It's unnecessary to excessively spam the kernel log anytime the BTS buffer
cannot be allocated, so make this allocation __GFP_NOWARN.
The user probably will want to at least find some artifact that the
allocation has failed in the past, probably due to fragmentation because
of its large size, when it's not allocated at bootstrap. Thus, add a
WARN_ONCE() so something is left behind for them to understand why perf
commnads that require PEBS is not working properly.
Signed-off-by: David Rientjes <[email protected]>
---
arch/x86/kernel/cpu/perf_event_intel_ds.c | 6 ++++--
1 file changed, 4 insertions(+), 2 deletions(-)

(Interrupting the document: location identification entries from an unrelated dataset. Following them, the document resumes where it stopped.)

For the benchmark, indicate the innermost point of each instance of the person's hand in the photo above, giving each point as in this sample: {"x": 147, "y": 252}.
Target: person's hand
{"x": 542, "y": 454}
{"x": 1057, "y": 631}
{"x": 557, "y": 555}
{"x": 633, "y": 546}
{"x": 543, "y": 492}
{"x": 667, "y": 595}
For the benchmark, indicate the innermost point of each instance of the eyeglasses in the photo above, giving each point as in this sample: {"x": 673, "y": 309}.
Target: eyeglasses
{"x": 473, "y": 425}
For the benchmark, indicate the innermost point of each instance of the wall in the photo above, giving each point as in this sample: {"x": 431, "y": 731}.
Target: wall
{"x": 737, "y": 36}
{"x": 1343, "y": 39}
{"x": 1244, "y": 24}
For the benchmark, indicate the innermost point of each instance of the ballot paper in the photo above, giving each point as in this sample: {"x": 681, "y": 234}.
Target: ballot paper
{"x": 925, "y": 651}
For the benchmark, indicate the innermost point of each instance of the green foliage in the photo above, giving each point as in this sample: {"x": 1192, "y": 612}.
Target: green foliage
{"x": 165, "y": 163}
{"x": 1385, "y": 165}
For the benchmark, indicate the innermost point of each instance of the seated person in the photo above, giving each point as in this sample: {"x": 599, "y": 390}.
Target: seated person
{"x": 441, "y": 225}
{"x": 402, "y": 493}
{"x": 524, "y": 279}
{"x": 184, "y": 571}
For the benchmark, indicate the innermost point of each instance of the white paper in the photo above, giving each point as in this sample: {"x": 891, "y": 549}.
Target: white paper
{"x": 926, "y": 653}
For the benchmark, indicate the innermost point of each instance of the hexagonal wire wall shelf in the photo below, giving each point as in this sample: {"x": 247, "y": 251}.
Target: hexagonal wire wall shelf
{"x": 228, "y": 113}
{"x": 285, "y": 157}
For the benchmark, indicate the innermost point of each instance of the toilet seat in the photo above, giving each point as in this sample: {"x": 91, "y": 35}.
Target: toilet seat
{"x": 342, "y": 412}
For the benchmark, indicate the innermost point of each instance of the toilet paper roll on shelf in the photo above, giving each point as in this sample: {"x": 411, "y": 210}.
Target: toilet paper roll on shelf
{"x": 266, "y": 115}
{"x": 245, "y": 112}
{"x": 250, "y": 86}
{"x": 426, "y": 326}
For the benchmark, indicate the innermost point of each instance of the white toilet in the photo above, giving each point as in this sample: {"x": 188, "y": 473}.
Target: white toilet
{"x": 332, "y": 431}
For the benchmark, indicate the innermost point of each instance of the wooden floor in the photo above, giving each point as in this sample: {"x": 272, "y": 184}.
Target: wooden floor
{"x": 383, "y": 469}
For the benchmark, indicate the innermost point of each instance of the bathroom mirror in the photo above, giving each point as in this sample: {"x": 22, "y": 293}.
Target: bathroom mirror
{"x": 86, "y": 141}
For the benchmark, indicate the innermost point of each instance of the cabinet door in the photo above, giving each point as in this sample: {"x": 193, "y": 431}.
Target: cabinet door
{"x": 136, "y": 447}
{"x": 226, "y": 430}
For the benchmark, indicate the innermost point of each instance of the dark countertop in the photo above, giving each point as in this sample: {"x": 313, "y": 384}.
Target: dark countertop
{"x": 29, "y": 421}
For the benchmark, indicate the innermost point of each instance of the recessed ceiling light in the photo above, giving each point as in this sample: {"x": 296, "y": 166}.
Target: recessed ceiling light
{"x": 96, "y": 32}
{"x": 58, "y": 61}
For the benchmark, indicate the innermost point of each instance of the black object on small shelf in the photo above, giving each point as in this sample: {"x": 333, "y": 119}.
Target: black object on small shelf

diff --git a/arch/x86/kernel/cpu/perf_event_intel_ds.c b/arch/x86/kernel/cpu/perf_event_intel_ds.c
--- a/arch/x86/kernel/cpu/perf_event_intel_ds.c
+++ b/arch/x86/kernel/cpu/perf_event_intel_ds.c
@@ -311,9 +311,11 @@ static int alloc_bts_buffer(int cpu)
if (!x86_pmu.bts)
return 0;
- buffer = kzalloc_node(BTS_BUFFER_SIZE, GFP_KERNEL, node);
- if (unlikely(!buffer))
+ buffer = kzalloc_node(BTS_BUFFER_SIZE, GFP_KERNEL | __GFP_NOWARN, node);
+ if (unlikely(!buffer)) {
+ WARN_ONCE(1, "%s: BTS buffer allocation failure\n", __func__);
return -ENOMEM;
+ }
max = BTS_BUFFER_SIZE / BTS_RECORD_SIZE;
thresh = max / 16;
On Mon, Jun 30, 2014 at 04:04:08PM -0700, David Rientjes wrote:
> It's unnecessary to excessively spam the kernel log anytime the BTS buffer
> cannot be allocated, so make this allocation __GFP_NOWARN.
>
> The user probably will want to at least find some artifact that the
> allocation has failed in the past, probably due to fragmentation because
> of its large size, when it's not allocated at bootstrap. Thus, add a
> WARN_ONCE() so something is left behind for them to understand why perf
> commnads that require PEBS is not working properly.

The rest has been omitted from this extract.